De vuelta al tajo tras el día de navidad y el día de San Esteban. Esta concatenación de días festivos la verdad es que es un inventazo, aunque hay que decir que una vez acostumbrado a tener todo abierto incluso los domingos, fastidia un poco eso de tener los comercios cerrados dos días seguidos. Además no venden alcohol, por lo que al no haber previsto ese punto, ni hubo cerveza ni hubo sidra en navidad. Había cava, pero al final no nos acordamos de abrirlo.

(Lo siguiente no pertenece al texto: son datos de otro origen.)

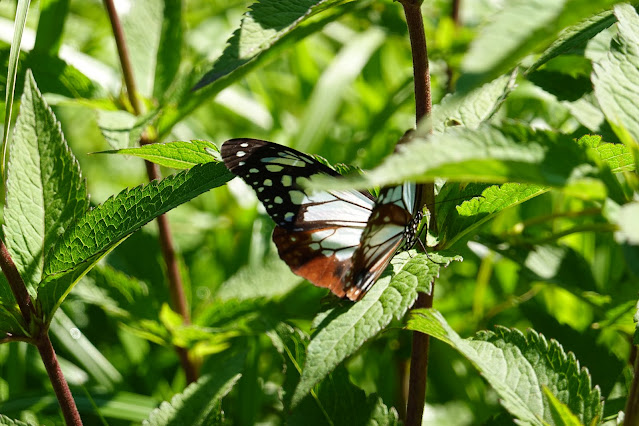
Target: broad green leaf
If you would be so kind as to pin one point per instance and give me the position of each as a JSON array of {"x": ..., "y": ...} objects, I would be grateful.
[
  {"x": 572, "y": 38},
  {"x": 345, "y": 329},
  {"x": 45, "y": 189},
  {"x": 142, "y": 25},
  {"x": 486, "y": 154},
  {"x": 54, "y": 76},
  {"x": 616, "y": 77},
  {"x": 560, "y": 413},
  {"x": 122, "y": 129},
  {"x": 178, "y": 155},
  {"x": 68, "y": 336},
  {"x": 522, "y": 27},
  {"x": 628, "y": 224},
  {"x": 266, "y": 22},
  {"x": 617, "y": 156},
  {"x": 329, "y": 92},
  {"x": 169, "y": 52},
  {"x": 518, "y": 367},
  {"x": 53, "y": 14},
  {"x": 199, "y": 404},
  {"x": 272, "y": 278},
  {"x": 340, "y": 403},
  {"x": 182, "y": 100},
  {"x": 12, "y": 70},
  {"x": 458, "y": 222},
  {"x": 104, "y": 227},
  {"x": 473, "y": 108}
]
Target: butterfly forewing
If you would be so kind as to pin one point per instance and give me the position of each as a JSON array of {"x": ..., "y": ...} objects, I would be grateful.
[
  {"x": 318, "y": 232},
  {"x": 395, "y": 217}
]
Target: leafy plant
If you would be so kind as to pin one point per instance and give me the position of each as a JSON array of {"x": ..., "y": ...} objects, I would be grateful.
[{"x": 528, "y": 157}]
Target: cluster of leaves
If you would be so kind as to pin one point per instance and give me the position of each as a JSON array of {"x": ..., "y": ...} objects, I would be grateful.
[{"x": 544, "y": 123}]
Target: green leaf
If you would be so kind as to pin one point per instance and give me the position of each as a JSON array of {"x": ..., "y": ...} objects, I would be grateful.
[
  {"x": 104, "y": 227},
  {"x": 178, "y": 155},
  {"x": 11, "y": 322},
  {"x": 617, "y": 156},
  {"x": 266, "y": 23},
  {"x": 70, "y": 338},
  {"x": 329, "y": 92},
  {"x": 45, "y": 190},
  {"x": 53, "y": 13},
  {"x": 518, "y": 367},
  {"x": 628, "y": 225},
  {"x": 572, "y": 38},
  {"x": 345, "y": 329},
  {"x": 340, "y": 403},
  {"x": 458, "y": 222},
  {"x": 199, "y": 404},
  {"x": 472, "y": 108},
  {"x": 122, "y": 129},
  {"x": 142, "y": 25},
  {"x": 519, "y": 29},
  {"x": 486, "y": 154},
  {"x": 616, "y": 77},
  {"x": 12, "y": 70},
  {"x": 560, "y": 413},
  {"x": 169, "y": 52},
  {"x": 272, "y": 278}
]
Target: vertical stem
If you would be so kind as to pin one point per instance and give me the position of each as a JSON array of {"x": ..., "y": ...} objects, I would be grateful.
[
  {"x": 18, "y": 288},
  {"x": 176, "y": 288},
  {"x": 423, "y": 108},
  {"x": 60, "y": 386},
  {"x": 123, "y": 53},
  {"x": 632, "y": 404}
]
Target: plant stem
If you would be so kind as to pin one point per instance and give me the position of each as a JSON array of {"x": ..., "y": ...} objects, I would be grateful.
[
  {"x": 632, "y": 404},
  {"x": 60, "y": 386},
  {"x": 18, "y": 288},
  {"x": 176, "y": 288},
  {"x": 423, "y": 108},
  {"x": 41, "y": 339},
  {"x": 123, "y": 53}
]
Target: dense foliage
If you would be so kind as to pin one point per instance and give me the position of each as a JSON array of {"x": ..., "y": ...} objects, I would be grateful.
[{"x": 532, "y": 146}]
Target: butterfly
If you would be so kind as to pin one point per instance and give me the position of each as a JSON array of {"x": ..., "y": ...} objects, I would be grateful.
[{"x": 339, "y": 239}]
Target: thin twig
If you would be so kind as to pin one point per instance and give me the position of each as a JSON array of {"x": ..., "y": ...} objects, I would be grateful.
[
  {"x": 632, "y": 404},
  {"x": 60, "y": 386},
  {"x": 423, "y": 107},
  {"x": 123, "y": 53},
  {"x": 18, "y": 288},
  {"x": 176, "y": 288}
]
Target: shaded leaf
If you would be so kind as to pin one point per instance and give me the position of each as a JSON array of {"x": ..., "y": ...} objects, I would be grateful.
[
  {"x": 345, "y": 329},
  {"x": 266, "y": 22},
  {"x": 45, "y": 189},
  {"x": 616, "y": 77},
  {"x": 104, "y": 227},
  {"x": 178, "y": 155},
  {"x": 199, "y": 404},
  {"x": 518, "y": 367}
]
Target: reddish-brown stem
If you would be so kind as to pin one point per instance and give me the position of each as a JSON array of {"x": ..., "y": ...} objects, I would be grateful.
[
  {"x": 60, "y": 386},
  {"x": 123, "y": 53},
  {"x": 423, "y": 108},
  {"x": 632, "y": 404},
  {"x": 176, "y": 288},
  {"x": 18, "y": 288},
  {"x": 40, "y": 339}
]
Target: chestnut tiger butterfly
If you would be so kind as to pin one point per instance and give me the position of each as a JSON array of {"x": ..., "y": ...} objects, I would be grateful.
[{"x": 340, "y": 239}]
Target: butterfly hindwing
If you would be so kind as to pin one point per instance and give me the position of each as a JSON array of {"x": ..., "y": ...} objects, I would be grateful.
[
  {"x": 393, "y": 222},
  {"x": 317, "y": 232}
]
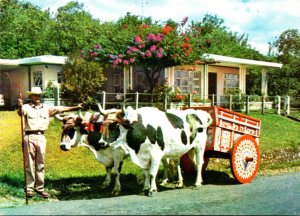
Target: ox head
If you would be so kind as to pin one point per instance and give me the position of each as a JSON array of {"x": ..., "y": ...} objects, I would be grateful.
[
  {"x": 72, "y": 132},
  {"x": 113, "y": 118}
]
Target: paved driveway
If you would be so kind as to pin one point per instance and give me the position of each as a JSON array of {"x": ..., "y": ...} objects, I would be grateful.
[{"x": 264, "y": 196}]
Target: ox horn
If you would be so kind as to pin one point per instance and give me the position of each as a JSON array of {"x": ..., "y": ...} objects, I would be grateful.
[
  {"x": 80, "y": 114},
  {"x": 123, "y": 105},
  {"x": 59, "y": 117},
  {"x": 101, "y": 110}
]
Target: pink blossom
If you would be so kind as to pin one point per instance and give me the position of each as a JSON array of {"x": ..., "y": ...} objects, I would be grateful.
[
  {"x": 116, "y": 61},
  {"x": 159, "y": 55},
  {"x": 160, "y": 49},
  {"x": 151, "y": 37},
  {"x": 141, "y": 46},
  {"x": 137, "y": 39},
  {"x": 111, "y": 56},
  {"x": 97, "y": 46},
  {"x": 133, "y": 49},
  {"x": 93, "y": 54},
  {"x": 148, "y": 53},
  {"x": 153, "y": 48},
  {"x": 159, "y": 37}
]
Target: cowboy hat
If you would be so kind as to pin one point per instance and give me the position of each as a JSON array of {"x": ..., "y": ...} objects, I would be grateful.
[{"x": 35, "y": 90}]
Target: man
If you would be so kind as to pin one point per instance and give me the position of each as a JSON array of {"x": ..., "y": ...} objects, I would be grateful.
[{"x": 36, "y": 120}]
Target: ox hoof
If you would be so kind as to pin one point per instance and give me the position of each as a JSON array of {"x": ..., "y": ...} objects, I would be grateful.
[
  {"x": 196, "y": 187},
  {"x": 149, "y": 193},
  {"x": 115, "y": 193},
  {"x": 179, "y": 186}
]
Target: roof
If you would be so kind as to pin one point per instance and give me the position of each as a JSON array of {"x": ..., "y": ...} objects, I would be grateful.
[
  {"x": 11, "y": 64},
  {"x": 232, "y": 61},
  {"x": 45, "y": 59}
]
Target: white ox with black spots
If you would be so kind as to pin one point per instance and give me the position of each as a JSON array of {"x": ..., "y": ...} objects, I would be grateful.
[
  {"x": 151, "y": 136},
  {"x": 86, "y": 131}
]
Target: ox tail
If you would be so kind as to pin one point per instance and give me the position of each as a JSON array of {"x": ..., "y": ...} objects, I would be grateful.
[
  {"x": 209, "y": 121},
  {"x": 134, "y": 157}
]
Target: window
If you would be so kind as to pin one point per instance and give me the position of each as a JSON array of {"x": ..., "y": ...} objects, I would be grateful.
[
  {"x": 59, "y": 77},
  {"x": 187, "y": 81},
  {"x": 231, "y": 81},
  {"x": 38, "y": 79}
]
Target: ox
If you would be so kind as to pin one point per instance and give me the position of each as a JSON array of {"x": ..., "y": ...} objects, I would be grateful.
[
  {"x": 150, "y": 136},
  {"x": 86, "y": 131}
]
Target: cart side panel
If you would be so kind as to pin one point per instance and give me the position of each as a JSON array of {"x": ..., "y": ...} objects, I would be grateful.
[{"x": 227, "y": 127}]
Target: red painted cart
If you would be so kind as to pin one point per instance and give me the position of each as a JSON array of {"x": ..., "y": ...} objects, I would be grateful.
[{"x": 234, "y": 136}]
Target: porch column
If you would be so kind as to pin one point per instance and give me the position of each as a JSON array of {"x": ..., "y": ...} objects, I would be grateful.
[
  {"x": 242, "y": 79},
  {"x": 127, "y": 84},
  {"x": 264, "y": 82},
  {"x": 169, "y": 75},
  {"x": 204, "y": 81}
]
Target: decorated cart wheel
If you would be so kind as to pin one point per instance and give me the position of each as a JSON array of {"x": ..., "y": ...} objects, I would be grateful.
[{"x": 245, "y": 159}]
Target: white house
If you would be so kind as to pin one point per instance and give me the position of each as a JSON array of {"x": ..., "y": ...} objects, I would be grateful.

El caso es que Irene cumplió anoche 11 días. Quiso celebrarlo por todo lo alto con sus padres hasta las tantas de la mañana. Menuda juerga pasamos. Al final y tras duras negociaciones entre las 2:45 y las 3:30, conseguí 2 horas y media de alto el fuego para dormir un poquito. Y sin embargo soy feliz. Hoy en particular, además de feliz, soy un zombi pero no hay nada que esos ojitos no te curen cuando te miran.
También comentar que mis suegros se han ido a España para pasar allí el año nuevo y que la nueva habitante de la casa es mi cuñaa Mamen. Un saludo ¡cuñaa!. Allí las he dejado a las tres negociando en casa el próximo acuerdo de cese de la violencia auditiva. Espero que lleguen a un acuerdo.
En cuanto al trabajo... pues... si el 22 fue medio festivo... hoy en esta mitad del edificio estamos 4 personas. Igual me echo una siesta.
Por ser ha sido impresionante desde que he salido de casa. Parecía Abre los ojos
. En el puente de O'Connell no había nadie, el tráfico era fluido, el autobús estaba a la hora, el viaje ha tardado menos de 20 minutos (normalmente son 40). Impresionante.
Y por último sólo comentar que hoy empiezan las rebajas en Irlanda, lo cual seguramente justifica porque hoy no hay nadie en el trabajo.